The graphics are a bit of a disappointment. It looks like the developers tried to cram as much in as possible, and the graphics had to be downgraded as a result. Everything still looks the same from the original with very little upgrades apparent. Most of the textures for the vehicles and buildings are washed out and don’t look all that impressive. The overall graphics are sub-par to the crisp visuals found in Burnout 2 and Wreckless. There are some cool special effects such as sparks flying across the screen whenever a crash occurs, and a cool “blur” effect when you activate nitrous bursts. And at least the frame rate stays at a quick pace so things never slow down one bit. So while there are some bright spots to the visuals, it could’ve been a heck of a lot better with some more effort.
When I first heard the selection of songs on MC2’s soundtrack, I never really cared for them that much. Most of the 15 songs are techno and trance beats. I thought a more hard rock selection would’ve been perfect for the street racing genre, but after a few races with these tunes in tack I was proved wrong as these tunes definitely helped immerse me into all the heated races. There is plenty of voice acting from all the drivers you go up against in Career mode, and their quality is pretty damn good for video game standards.

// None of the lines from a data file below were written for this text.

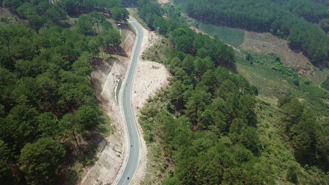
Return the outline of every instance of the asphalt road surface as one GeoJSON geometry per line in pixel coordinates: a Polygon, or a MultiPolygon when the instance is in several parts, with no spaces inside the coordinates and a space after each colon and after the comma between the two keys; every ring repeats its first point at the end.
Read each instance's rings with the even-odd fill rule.
{"type": "Polygon", "coordinates": [[[121,176],[117,181],[117,184],[129,184],[131,182],[135,173],[137,170],[139,162],[139,149],[140,142],[139,136],[134,120],[133,110],[132,109],[131,93],[133,88],[133,83],[136,68],[137,65],[137,59],[139,55],[140,47],[141,47],[142,39],[143,38],[143,30],[142,28],[134,20],[129,18],[128,21],[135,27],[137,31],[137,42],[135,47],[130,68],[128,72],[127,79],[122,85],[124,85],[122,93],[122,101],[120,101],[122,108],[125,123],[127,124],[128,132],[128,139],[129,140],[129,149],[128,149],[128,159],[126,163],[124,164],[124,168],[122,171],[121,176]],[[129,177],[129,179],[127,178],[129,177]]]}

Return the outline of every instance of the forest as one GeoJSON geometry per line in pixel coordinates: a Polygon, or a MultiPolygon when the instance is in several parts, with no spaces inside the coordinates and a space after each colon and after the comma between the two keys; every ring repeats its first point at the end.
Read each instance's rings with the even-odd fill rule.
{"type": "MultiPolygon", "coordinates": [[[[252,55],[247,53],[242,58],[222,42],[195,33],[187,26],[179,7],[161,7],[146,0],[137,3],[140,17],[151,30],[167,39],[155,46],[155,57],[151,58],[161,57],[158,53],[162,52],[162,58],[156,60],[170,65],[173,75],[170,87],[148,100],[139,119],[144,139],[149,146],[154,147],[154,156],[157,159],[163,156],[164,164],[158,169],[159,173],[167,171],[168,174],[162,176],[166,178],[162,184],[277,184],[282,180],[274,175],[278,171],[285,172],[285,182],[329,183],[327,119],[319,119],[321,113],[316,114],[293,96],[279,97],[276,109],[280,116],[275,126],[282,131],[280,134],[286,138],[294,162],[287,160],[279,164],[280,169],[274,168],[271,163],[275,161],[267,159],[269,155],[277,154],[271,153],[271,146],[260,138],[260,116],[256,114],[256,109],[268,103],[262,101],[260,105],[257,88],[241,75],[223,67],[231,69],[237,60],[252,65],[252,55]],[[302,177],[296,164],[316,177],[302,177]]],[[[202,3],[203,8],[214,6],[202,3]]],[[[246,4],[245,7],[250,8],[246,4]]],[[[323,18],[321,11],[318,14],[318,21],[313,17],[312,21],[323,18]]],[[[273,63],[270,65],[273,70],[289,79],[292,85],[305,86],[303,81],[300,85],[294,69],[280,64],[280,58],[272,54],[273,63]]]]}
{"type": "Polygon", "coordinates": [[[196,20],[259,32],[287,39],[315,65],[327,67],[328,7],[311,0],[175,0],[196,20]],[[319,42],[321,41],[321,42],[319,42]]]}
{"type": "Polygon", "coordinates": [[[117,21],[129,13],[116,1],[0,2],[21,20],[0,24],[0,183],[63,183],[70,160],[93,163],[80,143],[105,121],[92,64],[121,38],[104,11],[117,21]],[[79,12],[70,25],[67,14],[79,12]]]}

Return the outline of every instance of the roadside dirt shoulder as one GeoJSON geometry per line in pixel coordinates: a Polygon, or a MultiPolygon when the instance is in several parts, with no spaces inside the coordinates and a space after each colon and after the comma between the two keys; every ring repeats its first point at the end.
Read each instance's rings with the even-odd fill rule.
{"type": "MultiPolygon", "coordinates": [[[[144,105],[149,97],[155,95],[161,87],[168,83],[168,78],[170,77],[169,73],[163,65],[141,59],[142,53],[158,39],[154,32],[149,31],[144,28],[143,28],[143,31],[144,36],[137,61],[137,69],[132,92],[133,112],[137,122],[138,121],[139,109],[144,105]]],[[[139,124],[137,125],[141,144],[138,168],[132,181],[132,184],[140,184],[143,180],[148,164],[148,151],[142,128],[139,124]]]]}
{"type": "MultiPolygon", "coordinates": [[[[125,51],[130,56],[134,46],[136,33],[128,28],[125,35],[125,51]]],[[[99,145],[95,164],[82,172],[82,179],[78,183],[83,185],[111,184],[114,182],[125,156],[125,134],[120,107],[116,100],[116,89],[120,80],[123,81],[130,62],[129,58],[116,57],[95,62],[92,73],[94,89],[105,113],[111,118],[114,133],[99,145]]]]}

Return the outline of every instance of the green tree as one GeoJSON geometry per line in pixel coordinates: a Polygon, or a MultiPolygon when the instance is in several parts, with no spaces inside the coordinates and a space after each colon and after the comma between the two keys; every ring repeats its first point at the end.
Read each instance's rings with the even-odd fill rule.
{"type": "Polygon", "coordinates": [[[26,144],[21,151],[20,169],[29,184],[49,183],[56,179],[63,165],[65,150],[58,141],[42,138],[26,144]]]}
{"type": "Polygon", "coordinates": [[[183,94],[185,91],[184,85],[180,80],[174,82],[171,86],[169,98],[178,109],[181,109],[184,106],[183,94]]]}
{"type": "Polygon", "coordinates": [[[54,137],[59,134],[58,120],[52,113],[41,114],[36,119],[38,131],[41,133],[41,137],[54,137]]]}
{"type": "Polygon", "coordinates": [[[17,183],[17,179],[11,173],[10,155],[7,144],[0,140],[0,183],[4,184],[17,183]]]}
{"type": "Polygon", "coordinates": [[[90,132],[98,125],[99,114],[89,105],[82,105],[76,112],[75,117],[84,129],[90,132]]]}
{"type": "Polygon", "coordinates": [[[118,21],[123,21],[125,22],[129,18],[129,12],[124,8],[115,7],[111,9],[111,13],[115,20],[118,21]]]}
{"type": "Polygon", "coordinates": [[[64,0],[63,5],[68,14],[74,13],[77,11],[77,0],[64,0]]]}
{"type": "Polygon", "coordinates": [[[84,35],[93,35],[93,21],[88,16],[82,15],[75,25],[78,32],[84,35]]]}

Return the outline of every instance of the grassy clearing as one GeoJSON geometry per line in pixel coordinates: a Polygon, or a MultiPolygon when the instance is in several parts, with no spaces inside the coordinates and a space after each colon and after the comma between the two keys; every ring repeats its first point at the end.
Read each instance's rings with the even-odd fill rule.
{"type": "Polygon", "coordinates": [[[271,98],[293,96],[303,100],[306,106],[319,116],[329,116],[328,104],[325,103],[329,99],[327,91],[306,78],[292,78],[289,76],[292,72],[291,68],[282,64],[275,66],[273,64],[276,62],[264,56],[266,54],[268,54],[252,53],[252,65],[240,57],[236,64],[237,72],[257,87],[262,95],[271,98]],[[298,85],[294,83],[296,80],[298,80],[298,85]]]}
{"type": "Polygon", "coordinates": [[[144,28],[147,30],[150,30],[150,29],[148,27],[148,25],[147,25],[147,24],[144,22],[144,21],[143,21],[143,20],[140,18],[139,15],[138,15],[138,14],[137,13],[138,11],[137,11],[137,8],[127,8],[127,10],[128,10],[128,11],[129,12],[130,15],[135,19],[136,19],[144,28]]]}
{"type": "Polygon", "coordinates": [[[242,30],[202,23],[186,15],[185,17],[189,26],[195,27],[233,47],[237,48],[243,43],[245,32],[242,30]]]}
{"type": "Polygon", "coordinates": [[[261,142],[260,157],[270,164],[276,182],[293,184],[288,181],[287,174],[289,167],[295,166],[301,184],[320,184],[318,180],[323,177],[320,176],[319,170],[303,168],[296,161],[289,138],[284,134],[284,128],[280,124],[283,114],[276,106],[276,100],[260,95],[256,100],[257,130],[261,142]]]}

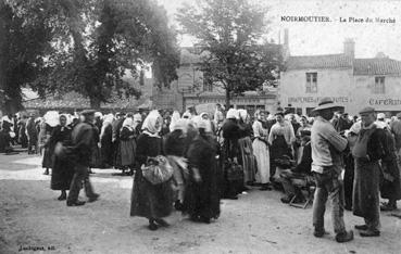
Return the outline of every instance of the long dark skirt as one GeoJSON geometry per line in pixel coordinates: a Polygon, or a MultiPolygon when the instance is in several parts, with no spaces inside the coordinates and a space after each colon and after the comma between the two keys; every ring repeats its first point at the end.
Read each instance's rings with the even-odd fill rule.
{"type": "Polygon", "coordinates": [[[142,177],[142,172],[137,169],[130,199],[130,216],[139,216],[148,219],[162,218],[168,216],[172,209],[172,180],[160,185],[152,185],[142,177]]]}
{"type": "Polygon", "coordinates": [[[292,157],[291,149],[288,148],[287,141],[284,136],[277,136],[275,140],[273,140],[272,147],[270,149],[271,154],[271,176],[276,174],[276,158],[281,158],[284,155],[292,157]]]}
{"type": "Polygon", "coordinates": [[[343,191],[346,207],[352,207],[353,175],[355,164],[352,154],[344,155],[346,172],[343,176],[343,191]]]}
{"type": "Polygon", "coordinates": [[[91,168],[100,168],[101,167],[101,157],[100,157],[100,149],[98,145],[92,148],[92,154],[90,157],[90,167],[91,168]]]}
{"type": "Polygon", "coordinates": [[[379,179],[380,166],[378,162],[367,162],[355,158],[355,176],[353,181],[353,214],[364,218],[376,218],[379,211],[379,179]]]}
{"type": "Polygon", "coordinates": [[[53,149],[51,147],[45,148],[43,160],[41,162],[42,168],[53,167],[53,149]]]}
{"type": "Polygon", "coordinates": [[[245,181],[254,181],[256,174],[256,158],[253,155],[252,140],[246,137],[238,140],[241,156],[239,163],[242,165],[245,181]]]}
{"type": "Polygon", "coordinates": [[[135,142],[135,139],[120,141],[118,158],[121,160],[121,162],[118,163],[118,165],[133,166],[135,164],[136,148],[137,144],[135,142]]]}
{"type": "Polygon", "coordinates": [[[74,177],[74,165],[66,160],[54,156],[53,169],[51,172],[50,188],[52,190],[70,190],[74,177]]]}
{"type": "Polygon", "coordinates": [[[381,175],[380,194],[383,199],[401,200],[400,169],[397,158],[383,162],[384,172],[388,173],[393,179],[388,180],[381,175]]]}
{"type": "MultiPolygon", "coordinates": [[[[202,170],[202,168],[200,168],[202,170]]],[[[202,177],[201,182],[190,180],[186,186],[184,199],[184,214],[191,217],[218,218],[220,216],[220,192],[217,188],[217,172],[215,168],[211,177],[202,177]]]]}
{"type": "Polygon", "coordinates": [[[109,139],[102,139],[101,141],[101,149],[100,149],[100,156],[102,161],[102,166],[112,166],[114,160],[114,151],[113,151],[113,143],[109,139]]]}

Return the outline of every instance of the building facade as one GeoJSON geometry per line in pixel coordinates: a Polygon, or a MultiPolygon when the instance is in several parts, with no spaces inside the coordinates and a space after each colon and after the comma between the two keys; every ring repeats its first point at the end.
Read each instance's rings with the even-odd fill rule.
{"type": "MultiPolygon", "coordinates": [[[[185,111],[191,106],[225,104],[224,89],[208,82],[199,71],[201,56],[193,52],[193,48],[181,49],[178,79],[174,80],[170,88],[158,88],[153,92],[152,99],[156,107],[185,111]]],[[[243,96],[231,98],[231,105],[247,109],[251,113],[258,109],[273,112],[277,107],[277,90],[245,92],[243,96]]]]}
{"type": "Polygon", "coordinates": [[[288,56],[280,75],[281,105],[308,115],[321,98],[330,97],[351,115],[364,106],[388,116],[401,112],[401,62],[383,53],[355,59],[350,39],[343,48],[340,54],[288,56]]]}

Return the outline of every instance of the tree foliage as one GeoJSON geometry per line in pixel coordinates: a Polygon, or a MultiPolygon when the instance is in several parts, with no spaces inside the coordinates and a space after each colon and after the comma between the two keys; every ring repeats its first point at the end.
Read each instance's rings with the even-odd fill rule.
{"type": "Polygon", "coordinates": [[[41,55],[51,48],[49,11],[41,1],[0,0],[0,109],[7,113],[21,110],[21,87],[46,68],[41,55]]]}
{"type": "Polygon", "coordinates": [[[200,71],[230,98],[256,90],[276,79],[281,66],[277,45],[263,41],[267,10],[247,0],[200,0],[184,5],[177,15],[181,33],[197,39],[202,58],[200,71]]]}
{"type": "MultiPolygon", "coordinates": [[[[142,69],[152,65],[158,86],[166,86],[176,78],[179,51],[175,30],[168,26],[165,10],[153,0],[0,1],[0,18],[7,18],[2,13],[9,10],[20,21],[9,18],[9,23],[32,35],[27,38],[30,41],[25,35],[13,39],[40,63],[26,59],[25,63],[36,67],[32,75],[17,71],[23,80],[0,86],[0,89],[13,87],[14,93],[4,93],[17,99],[17,107],[21,87],[26,85],[42,97],[74,90],[99,107],[114,96],[140,96],[125,81],[127,72],[140,79],[142,69]]],[[[7,41],[12,45],[10,39],[7,41]]],[[[8,52],[1,41],[0,47],[1,54],[8,52]]],[[[17,54],[8,59],[17,59],[17,54]]],[[[0,65],[0,69],[5,65],[0,65]]]]}

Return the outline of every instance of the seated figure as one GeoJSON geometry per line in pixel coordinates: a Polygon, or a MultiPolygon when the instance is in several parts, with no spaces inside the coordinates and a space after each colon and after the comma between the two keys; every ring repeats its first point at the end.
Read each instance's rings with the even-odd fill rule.
{"type": "Polygon", "coordinates": [[[283,203],[289,203],[293,196],[297,195],[295,202],[303,202],[304,196],[301,190],[296,187],[292,182],[295,179],[299,180],[309,180],[313,179],[311,176],[311,164],[312,164],[312,148],[311,148],[311,131],[302,130],[301,131],[301,145],[302,145],[302,154],[301,161],[298,165],[295,165],[295,161],[290,161],[293,165],[289,169],[284,169],[280,173],[279,181],[283,185],[284,191],[286,195],[281,198],[283,203]]]}

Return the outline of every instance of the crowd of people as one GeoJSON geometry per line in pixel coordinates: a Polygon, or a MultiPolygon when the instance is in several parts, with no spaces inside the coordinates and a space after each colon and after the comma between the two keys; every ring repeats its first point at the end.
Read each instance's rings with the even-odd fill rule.
{"type": "Polygon", "coordinates": [[[47,112],[1,120],[0,152],[13,154],[20,143],[42,155],[51,189],[68,206],[84,187],[88,202],[99,199],[89,180],[91,168],[115,168],[134,176],[130,215],[149,220],[149,229],[168,226],[173,208],[193,221],[211,223],[221,199],[237,200],[250,189],[283,191],[283,203],[304,203],[296,180],[314,186],[314,236],[326,234],[324,214],[333,203],[338,242],[353,239],[343,209],[365,224],[363,237],[380,234],[380,209],[397,209],[401,199],[401,113],[391,118],[372,107],[359,116],[341,113],[329,99],[313,117],[277,109],[274,114],[228,109],[214,114],[195,109],[102,114],[47,112]],[[68,191],[68,193],[67,193],[68,191]],[[380,195],[388,202],[380,205],[380,195]]]}

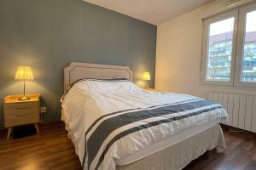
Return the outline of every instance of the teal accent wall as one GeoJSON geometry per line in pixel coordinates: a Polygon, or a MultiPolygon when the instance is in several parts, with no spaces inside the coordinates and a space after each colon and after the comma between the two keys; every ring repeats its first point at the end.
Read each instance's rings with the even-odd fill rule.
{"type": "Polygon", "coordinates": [[[148,71],[154,87],[155,46],[155,26],[82,0],[1,0],[0,98],[22,93],[15,71],[30,65],[35,80],[26,89],[41,94],[44,122],[61,120],[63,68],[70,62],[129,65],[135,82],[148,71]]]}

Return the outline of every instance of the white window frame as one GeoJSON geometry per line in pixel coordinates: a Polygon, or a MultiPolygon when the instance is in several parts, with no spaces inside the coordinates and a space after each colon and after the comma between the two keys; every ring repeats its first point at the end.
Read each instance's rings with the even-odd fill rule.
{"type": "MultiPolygon", "coordinates": [[[[237,34],[237,47],[236,47],[236,72],[235,72],[235,86],[238,87],[256,87],[256,82],[241,82],[241,63],[243,57],[244,39],[245,39],[245,29],[247,22],[247,14],[256,10],[256,3],[246,5],[239,8],[239,20],[237,34]]],[[[256,20],[256,19],[255,19],[256,20]]]]}
{"type": "Polygon", "coordinates": [[[237,21],[238,21],[238,12],[237,10],[231,10],[227,13],[216,15],[214,17],[211,17],[210,19],[204,20],[204,35],[203,35],[203,83],[210,84],[210,85],[226,85],[226,86],[233,86],[234,82],[234,67],[235,67],[235,57],[236,57],[236,32],[237,32],[237,21]],[[208,37],[210,32],[210,25],[224,20],[226,19],[234,17],[234,30],[233,30],[233,42],[232,42],[232,56],[231,56],[231,65],[230,65],[230,82],[224,81],[207,81],[207,58],[208,58],[208,37]]]}
{"type": "Polygon", "coordinates": [[[243,43],[246,28],[247,13],[256,10],[256,3],[249,3],[241,8],[230,10],[213,17],[203,20],[203,39],[202,39],[202,71],[201,82],[204,85],[219,85],[230,87],[251,87],[256,88],[256,82],[241,82],[241,62],[243,57],[243,43]],[[230,65],[230,81],[207,81],[207,53],[210,25],[234,17],[234,30],[232,42],[232,59],[230,65]]]}

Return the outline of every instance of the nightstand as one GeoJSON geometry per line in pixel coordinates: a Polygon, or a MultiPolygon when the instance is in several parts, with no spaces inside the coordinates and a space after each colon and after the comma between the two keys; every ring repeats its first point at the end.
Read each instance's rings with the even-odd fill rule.
{"type": "Polygon", "coordinates": [[[7,139],[9,139],[13,128],[34,123],[39,133],[40,94],[29,94],[30,99],[19,100],[21,95],[9,95],[3,99],[4,126],[8,128],[7,139]]]}
{"type": "Polygon", "coordinates": [[[144,88],[144,90],[148,90],[148,91],[155,91],[154,88],[144,88]]]}

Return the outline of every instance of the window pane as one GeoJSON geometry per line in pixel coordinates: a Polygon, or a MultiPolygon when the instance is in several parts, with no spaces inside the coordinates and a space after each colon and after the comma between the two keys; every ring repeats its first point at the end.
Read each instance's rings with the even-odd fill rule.
{"type": "Polygon", "coordinates": [[[256,10],[247,14],[241,82],[256,82],[256,10]]]}
{"type": "Polygon", "coordinates": [[[209,26],[207,81],[230,80],[234,21],[232,17],[209,26]]]}

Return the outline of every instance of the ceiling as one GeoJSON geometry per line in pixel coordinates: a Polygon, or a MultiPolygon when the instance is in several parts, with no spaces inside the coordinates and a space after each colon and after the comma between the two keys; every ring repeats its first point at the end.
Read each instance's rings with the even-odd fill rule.
{"type": "Polygon", "coordinates": [[[158,25],[212,0],[84,0],[158,25]]]}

The career mode will take a while to beat and you’ll be hard pressed to beat it so you can unlock all the vehicles for use in Arcade mode. Also, you can only use what you unlock in online play also. The online play is fabulous and I spent hours there in that area alone. Again, if it would’ve supported the headset for voice chat then it would’ve been perfect, but it looks like I’m going to have to settle with a keyboard for now.
Game play: 8.4
Replay Value: 8.2
Midnight Club II is a great racer that barely manages to stand out from the plethora of them available on PS2. The addition of online play is one of the main factors in this game, and if you want to make good use of that network adaptor, then I guarantee you’ll like the online experience here. However, MC2 isn’t as good as it could have been. The graphics are ugly when compared to the competition, and I’d slightly recommend Burnout 2 or Wreckless more simply because of the better game play experience. Not to take anything away from Midnight Club II because it is already a great game, but you just might want to rent it. Because just like your opponents in the game, you’ll want to see if MC2 is worthy enough of investing your $50 into it.